Wednesday, April 9, 2008

UK's Brown to skip Olympics opening


LONDON, England (AP) -- British Prime Minister Gordon Brown will skip the opening ceremony of the Beijing Olympics.

He became the second major world leader after German Chancellor Angela Merkel to decide to stay away from the opening ceremonies, although Brown's office insisted Wednesday that he was not boycotting the Olympics and would attend the closing ceremony.

French President Nicolas Sarkozy said last month that he was debating not attending the opening ceremony.

Asked whether U.S. President George W. Bush would go to the opening portion of the Olympics, White House press secretary Dana Perino demurred, citing the fluid nature of a foreign trip.

"It is extremely premature for me to say what the president's schedule is going to be" in August, she said.
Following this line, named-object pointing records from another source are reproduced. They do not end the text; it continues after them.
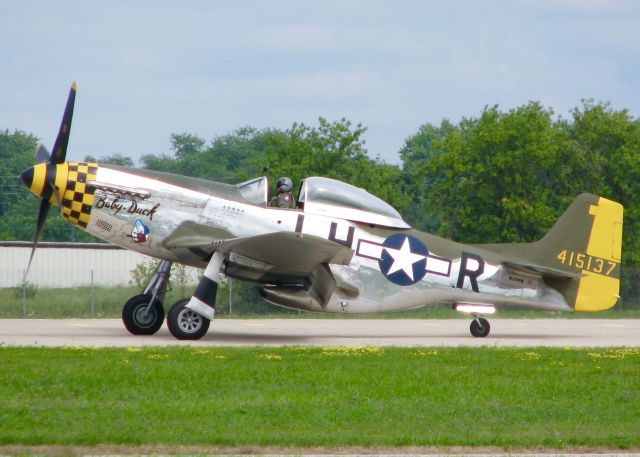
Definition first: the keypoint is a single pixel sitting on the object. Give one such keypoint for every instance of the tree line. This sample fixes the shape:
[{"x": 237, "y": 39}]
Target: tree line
[{"x": 501, "y": 176}]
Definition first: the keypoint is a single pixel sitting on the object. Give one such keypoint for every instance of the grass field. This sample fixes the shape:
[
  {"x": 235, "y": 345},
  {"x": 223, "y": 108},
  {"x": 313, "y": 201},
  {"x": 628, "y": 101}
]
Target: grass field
[{"x": 331, "y": 397}]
Democratic presidential candidate Sen. Hillary Rodham Clinton and others have urged Bush to consider staying away from the opening ceremony as a way to underscore U.S. concerns about the recent unrest in Tibet and questions about China's relationship with Sudan.

Brown, too, has been under intense pressure from human rights campaigners to send a message to China. But his decision not to attend the opening ceremony is not an act of protest, a spokeswoman for his office said, speaking anonymously in line with government policy.

She said the decision was made weeks ago and was not a stand on principle.

"He had never planned to attend," she said. "There is absolutely no change in our position."

International Olympic Committee President Jacques Rogge said in February that he expected many heads of state -- including Bush, Merkel and French President Nicolas Sarkozy -- to attend the opening ceremony.

Hollywood director Steven Spielberg withdrew in February as an artistic adviser to the opening and closing ceremonies, saying China had not done enough to halt the bloodshed in Sudan's Darfur region. China buys much of Sudan's oil and supplies many of the weapons used in the Darfur conflict.

The leader of Britain's Liberal Democrat party, Nick Clegg, told British Broadcasting Corp. that Brown "seems to do the right thing late in the day when he is forced to do so because of public opinion."

London is hosting the next Olympics in 2012 and British officials were expected to be prominent at events throughout the games in China.